Analysts say that on the Internet, it is not the name of a Web site that matters, but rather what the name represents.

What's in a name? Plenty, when it's an online name. At least that's been the conventional wisdom.

But with many of the best-known e-commerce brand names -- from Pets.com to eToys and Furniture.com -- now resting in peace, and without the piles of money needed to fuel the type of name-building efforts that were common two years ago, enthusiasm has quickly cooled for all-out efforts to build Web brands.

"Too many dot-com managers have assumed that brand awareness is sufficient to create momentum that leads to loyalty," said Lynn B. Upshaw, an analyst at Interbrand.

In fact, experts such as Upshaw now say that the best brands are those built from the ground up on old-fashioned ideals such as customer service and community.

Any Other Name

In other words, it is not the name that matters, but what it represents. That is why online communities such as Yahoo! (Nasdaq: YHOO), America Online (NYSE: AOL) and eBay (Nasdaq: EBAY) are the best examples of online brand success stories so far, Upshaw said.

"And it's no coincidence those are also some of the few profitable companies on the Internet," Upshaw added.

Forces of Nature

With many online businesses abandoning their dot-com monikers, many believe that investing heavily in a domain name might have been a fool's errand.
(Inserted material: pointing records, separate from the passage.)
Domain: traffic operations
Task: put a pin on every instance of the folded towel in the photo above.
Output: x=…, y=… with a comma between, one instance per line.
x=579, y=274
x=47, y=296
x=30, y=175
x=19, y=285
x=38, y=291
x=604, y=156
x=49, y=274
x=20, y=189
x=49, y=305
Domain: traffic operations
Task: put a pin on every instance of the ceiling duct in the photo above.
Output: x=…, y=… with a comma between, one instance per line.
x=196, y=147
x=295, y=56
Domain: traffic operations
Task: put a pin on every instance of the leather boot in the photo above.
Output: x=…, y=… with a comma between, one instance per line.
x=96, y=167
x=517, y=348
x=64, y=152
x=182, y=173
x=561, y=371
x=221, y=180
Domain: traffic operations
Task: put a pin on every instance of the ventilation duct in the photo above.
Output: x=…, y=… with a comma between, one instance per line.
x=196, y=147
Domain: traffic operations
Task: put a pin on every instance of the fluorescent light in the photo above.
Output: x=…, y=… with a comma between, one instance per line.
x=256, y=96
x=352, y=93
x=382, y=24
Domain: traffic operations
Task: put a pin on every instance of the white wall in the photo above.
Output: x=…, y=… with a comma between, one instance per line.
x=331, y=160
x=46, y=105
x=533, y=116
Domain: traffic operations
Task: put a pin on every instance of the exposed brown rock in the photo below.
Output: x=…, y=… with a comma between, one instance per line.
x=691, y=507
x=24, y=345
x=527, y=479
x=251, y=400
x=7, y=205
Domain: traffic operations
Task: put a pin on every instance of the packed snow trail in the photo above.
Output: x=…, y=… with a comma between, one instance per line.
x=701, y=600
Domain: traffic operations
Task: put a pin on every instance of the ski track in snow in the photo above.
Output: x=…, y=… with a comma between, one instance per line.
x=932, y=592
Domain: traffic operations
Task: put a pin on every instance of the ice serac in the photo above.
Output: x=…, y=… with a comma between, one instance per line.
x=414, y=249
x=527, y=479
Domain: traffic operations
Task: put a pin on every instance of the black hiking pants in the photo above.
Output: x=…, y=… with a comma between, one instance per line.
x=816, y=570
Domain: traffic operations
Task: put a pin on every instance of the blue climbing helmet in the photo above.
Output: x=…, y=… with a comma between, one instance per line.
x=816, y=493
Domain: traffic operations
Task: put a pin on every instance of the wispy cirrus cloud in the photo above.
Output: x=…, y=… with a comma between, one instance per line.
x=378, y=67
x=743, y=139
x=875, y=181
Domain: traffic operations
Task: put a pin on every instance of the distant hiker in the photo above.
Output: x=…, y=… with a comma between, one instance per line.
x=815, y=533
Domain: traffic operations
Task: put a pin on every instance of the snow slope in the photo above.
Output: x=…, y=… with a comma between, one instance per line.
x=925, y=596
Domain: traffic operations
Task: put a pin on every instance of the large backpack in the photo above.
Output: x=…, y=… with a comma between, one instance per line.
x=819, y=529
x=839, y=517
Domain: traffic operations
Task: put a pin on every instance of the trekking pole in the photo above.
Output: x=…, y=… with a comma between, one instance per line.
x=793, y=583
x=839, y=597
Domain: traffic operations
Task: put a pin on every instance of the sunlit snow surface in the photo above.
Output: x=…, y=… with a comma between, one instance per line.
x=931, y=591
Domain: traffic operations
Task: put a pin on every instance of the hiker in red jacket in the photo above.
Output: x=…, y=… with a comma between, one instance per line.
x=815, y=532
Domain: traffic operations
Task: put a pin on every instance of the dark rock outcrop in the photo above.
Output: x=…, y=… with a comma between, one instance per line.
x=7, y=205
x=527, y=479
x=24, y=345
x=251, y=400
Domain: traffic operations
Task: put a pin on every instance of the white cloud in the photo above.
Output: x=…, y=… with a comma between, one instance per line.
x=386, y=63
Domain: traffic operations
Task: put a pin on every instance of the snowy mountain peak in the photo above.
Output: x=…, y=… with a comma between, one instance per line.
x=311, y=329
When eCompanies bought the Business.com domain for $7.5 million, it justified the move by saying that the name itself would constitute most of the necessary brand-building efforts.

Instead, it is clear that brand-building, however important, cannot be achieved all at once, whether from a domain name purchase, or from all-out media blitzes like the expensive one-shot Super Bowl ad campaigns companies such as Computer.com ran in the heyday of the rise of e-commerce.

"You can't force a brand into existence overnight," said Upshaw.

Goodwill to All

Still, virtually everyone agrees that brand-building is an essential goal. In fact, the brand name, and goodwill it represents, may be the most valuable asset held by some e-businesses.

A study by the Center for Research in Brand Marketing at the University of Birmingham (England) found that tangible assets make up only one-quarter of the full value of the average business. The other three-fourths is largely attributed to the value of that company's brand identity, the study said.

The smartest e-commerce firms may be those that find a way to latch onto existing brand names in the brick-and-mortar world, Gartner analyst Barb Gomolski said.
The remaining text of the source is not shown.